Os três números aparecem em informações públicas, mas correspondem a recortes diferentes do caso e não devem ser misturados.
O dado mais importante neste momento é o divulgado pela própria Polícia Federal.
Segundo a corporação, a investigação que resultou no cumprimento de oito mandados de busca e apreensão tem como objeto duas aplicações realizadas em 2023 e 2024 que totalizaram R$ 97 milhões.
Esse é, portanto, o valor que deve ser utilizado quando a notícia se referir especificamente ao objeto delimitado pela operação federal desta segunda-feira.
E os R$ 117 milhões?
O valor de aproximadamente R$ 117,9 milhões aparece há meses em documentos, denúncias e reportagens relacionadas à exposição do Iprev ao Banco Master.
A própria Tribuna do Sertão já publicou diversas matérias utilizando esse montante, com base em informações disponíveis sobre as aplicações feitas pelo instituto.
A revista Veja, inclusive, publicou nesta segunda-feira que o instituto aportou, entre 2023 e 2024, cerca de R$ 117 milhões em papéis do banco de Daniel Vorcaro.
A Polícia Federal, entretanto, delimitou sua informação desta segunda-feira a duas aplicações que somam R$ 97 milhões.
Até o momento, não houve explicação pública suficientemente detalhada da PF esclarecendo por que o montante de R$ 97 milhões utilizado no inquérito difere dos aproximadamente R$ 117,9 milhões que aparecem em outros levantamentos e documentos.
Essa diferença de cerca de R$ 20 milhões passa, inclusive, a ser uma pergunta jornalística a ser dirigida ao Maceió Previdência e à própria Polícia Federal.
E os R$ 168 milhões?
Existe ainda um terceiro valor.
As denúncias apresentadas por Rui Palmeira e por entidades representativas dos servidores incluíram, além das aplicações relacionadas ao Banco Master, aproximadamente R$ 51,48 milhões em cotas do fundo imobiliário Nest Eagle.

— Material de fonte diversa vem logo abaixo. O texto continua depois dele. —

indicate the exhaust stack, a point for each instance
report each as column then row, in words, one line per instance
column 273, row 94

Quando os R$ 117,9 milhões atribuídos às aplicações no Master são somados aos R$ 51,48 milhões do Nest Eagle, chega-se a aproximadamente R$ 169 milhões, frequentemente arredondados nas declarações políticas para R$ 168 milhões.

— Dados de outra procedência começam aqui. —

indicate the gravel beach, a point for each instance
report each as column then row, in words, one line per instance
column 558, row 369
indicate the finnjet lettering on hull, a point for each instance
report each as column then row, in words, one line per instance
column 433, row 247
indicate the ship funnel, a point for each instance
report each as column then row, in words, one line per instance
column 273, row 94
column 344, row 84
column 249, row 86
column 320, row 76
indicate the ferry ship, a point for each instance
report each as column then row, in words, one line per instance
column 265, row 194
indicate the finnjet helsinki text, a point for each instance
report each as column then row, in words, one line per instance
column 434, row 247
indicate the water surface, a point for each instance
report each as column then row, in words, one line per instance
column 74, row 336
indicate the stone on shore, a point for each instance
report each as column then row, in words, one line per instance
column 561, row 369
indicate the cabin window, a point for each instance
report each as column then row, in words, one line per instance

Esse valor representa, portanto, o universo mais amplo das operações questionadas pelos denunciantes — e não necessariamente o objeto específico dos oito mandados cumpridos nesta segunda-feira.
Nest Eagle não foi citado pela PF na nota sobre os mandados
A nota com os detalhes da operação desta segunda-feira fala em duas aplicações de R$ 97 milhões e em letras financeiras emitidas por instituição financeira privada.
Até o momento, a Polícia Federal não afirmou publicamente, no comunicado que detalhou os mandados, que o investimento no Nest Eagle integra o objeto específico dessa ação.
O fundo, contudo, aparece no histórico das denúncias apresentadas pelos servidores e por Rui Palmeira e já foi objeto de reportagens e questionamentos independentes.
O que cada número significa
R$ 97 milhões — valor oficialmente informado pela Polícia Federal como objeto das duas aplicações investigadas na operação desta segunda-feira;
cerca de R$ 117,9 milhões — valor mais amplo atribuído historicamente às aplicações do Iprev em letras financeiras do Banco Master em denúncias, documentos e reportagens;
cerca de R$ 51,48 milhões — investimento questionado no fundo imobiliário Nest Eagle;
aproximadamente R$ 169 milhões — soma utilizada para representar o conjunto mais amplo das operações questionadas pelos denunciantes.
A diferença entre os R$ 97 milhões mencionados oficialmente pela PF e os R$ 117,9 milhões divulgados anteriormente ainda precisa ser esclarecida.
Em vez de representar apenas uma divergência contábil, a diferença poderá ajudar a delimitar com precisão quais operações estão efetivamente sob investigação federal nesta etapa e quais permanecem em outras frentes de questionamento.